Sub-processors
GDPR Article 28 · Last updated: June 2026
TalentX engages the following sub-processors to deliver the service. Each is bound by a
Data Processing Agreement (DPA) requiring GDPR-equivalent safeguards. We will notify
customers of any new sub-processor at least 14 days before it begins processing data.

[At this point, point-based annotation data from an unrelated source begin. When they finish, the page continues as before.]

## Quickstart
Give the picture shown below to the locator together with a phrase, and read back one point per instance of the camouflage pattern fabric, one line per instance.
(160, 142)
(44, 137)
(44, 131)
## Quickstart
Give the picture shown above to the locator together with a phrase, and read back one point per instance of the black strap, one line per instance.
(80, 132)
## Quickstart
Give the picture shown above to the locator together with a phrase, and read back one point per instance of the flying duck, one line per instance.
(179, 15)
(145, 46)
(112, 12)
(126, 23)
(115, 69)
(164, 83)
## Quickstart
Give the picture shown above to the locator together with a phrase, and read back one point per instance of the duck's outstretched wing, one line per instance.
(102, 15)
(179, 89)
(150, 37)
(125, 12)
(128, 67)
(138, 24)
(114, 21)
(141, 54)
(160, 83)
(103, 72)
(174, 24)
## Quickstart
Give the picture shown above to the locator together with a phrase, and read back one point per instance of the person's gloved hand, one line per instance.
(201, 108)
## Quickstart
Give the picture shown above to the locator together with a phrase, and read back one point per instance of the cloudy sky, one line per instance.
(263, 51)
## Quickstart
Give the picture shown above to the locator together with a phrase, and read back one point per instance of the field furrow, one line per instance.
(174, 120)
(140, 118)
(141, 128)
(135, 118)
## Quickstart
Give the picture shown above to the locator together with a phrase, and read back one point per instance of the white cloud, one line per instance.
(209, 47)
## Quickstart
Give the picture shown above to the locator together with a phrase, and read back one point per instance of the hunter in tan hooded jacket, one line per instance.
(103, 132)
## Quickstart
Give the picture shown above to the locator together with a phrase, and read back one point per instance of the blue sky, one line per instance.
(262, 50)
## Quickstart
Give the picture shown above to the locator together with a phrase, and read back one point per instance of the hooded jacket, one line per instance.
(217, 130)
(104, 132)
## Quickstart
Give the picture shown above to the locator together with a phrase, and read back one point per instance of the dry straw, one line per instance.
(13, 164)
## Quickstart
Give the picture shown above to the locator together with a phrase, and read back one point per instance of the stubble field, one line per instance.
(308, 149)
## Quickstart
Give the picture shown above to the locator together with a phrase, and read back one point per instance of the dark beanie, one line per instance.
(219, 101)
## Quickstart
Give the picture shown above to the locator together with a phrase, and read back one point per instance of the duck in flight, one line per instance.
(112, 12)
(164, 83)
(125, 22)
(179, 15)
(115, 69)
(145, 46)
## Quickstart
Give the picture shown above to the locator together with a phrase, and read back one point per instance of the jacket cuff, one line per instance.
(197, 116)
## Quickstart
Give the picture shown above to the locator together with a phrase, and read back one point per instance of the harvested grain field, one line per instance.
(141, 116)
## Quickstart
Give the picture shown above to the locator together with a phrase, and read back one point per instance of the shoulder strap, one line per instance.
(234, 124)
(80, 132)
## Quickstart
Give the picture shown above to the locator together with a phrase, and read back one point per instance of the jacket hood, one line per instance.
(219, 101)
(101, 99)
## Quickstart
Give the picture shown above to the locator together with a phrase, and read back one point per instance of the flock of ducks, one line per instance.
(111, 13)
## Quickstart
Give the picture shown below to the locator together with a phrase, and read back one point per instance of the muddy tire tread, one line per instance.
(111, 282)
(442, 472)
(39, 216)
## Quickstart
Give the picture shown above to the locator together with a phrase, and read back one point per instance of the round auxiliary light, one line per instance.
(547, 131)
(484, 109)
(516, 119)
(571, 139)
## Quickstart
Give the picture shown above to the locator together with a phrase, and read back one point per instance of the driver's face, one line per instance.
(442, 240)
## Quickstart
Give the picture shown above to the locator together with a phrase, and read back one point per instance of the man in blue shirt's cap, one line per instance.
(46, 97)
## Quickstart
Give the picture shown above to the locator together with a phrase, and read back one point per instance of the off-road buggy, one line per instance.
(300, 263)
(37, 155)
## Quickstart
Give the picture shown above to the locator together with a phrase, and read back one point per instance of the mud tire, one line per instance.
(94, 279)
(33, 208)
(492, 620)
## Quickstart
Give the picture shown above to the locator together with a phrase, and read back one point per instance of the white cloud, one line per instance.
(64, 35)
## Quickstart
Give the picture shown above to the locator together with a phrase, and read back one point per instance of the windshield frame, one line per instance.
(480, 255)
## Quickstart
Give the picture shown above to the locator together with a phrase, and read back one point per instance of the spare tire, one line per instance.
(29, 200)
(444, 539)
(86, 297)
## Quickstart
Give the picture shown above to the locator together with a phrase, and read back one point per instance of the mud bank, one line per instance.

| Sub-processor | Purpose | Data processed | Location | Safeguard |
|---|---|---|---|---|
| Stripe, Inc. | Payment processing & subscription billing | Organisation owner email, billing identifiers | EU / US | Standard Contractual Clauses |
| Microsoft Corporation (Azure AD) | Single sign-on authentication (opt-in, Corporate/Enterprise plans only) | Azure AD object identifier, authentication tokens | EU (data boundary) | Microsoft EU Data Boundary |
| Email delivery provider (tenant-configured SMTP) | Transactional email delivery (notifications, GDPR confirmations) | Name, email address, notification content | Configured by customer | Customer-selected; customer responsible for own DPA with provider |
| Infrastructure / hosting provider | Application hosting and database storage | All data described in the RoPA | EU/EEA (customer-deployed) or self-hosted | Self-hosted deployments process no data outside the customer's own infrastructure |
Self-hosted (on-premises) TalentX deployments do not transmit personal data to TalentX Ltd. or any sub-processor listed above except where the customer has explicitly configured one (e.g. their own SMTP relay or Azure AD tenant).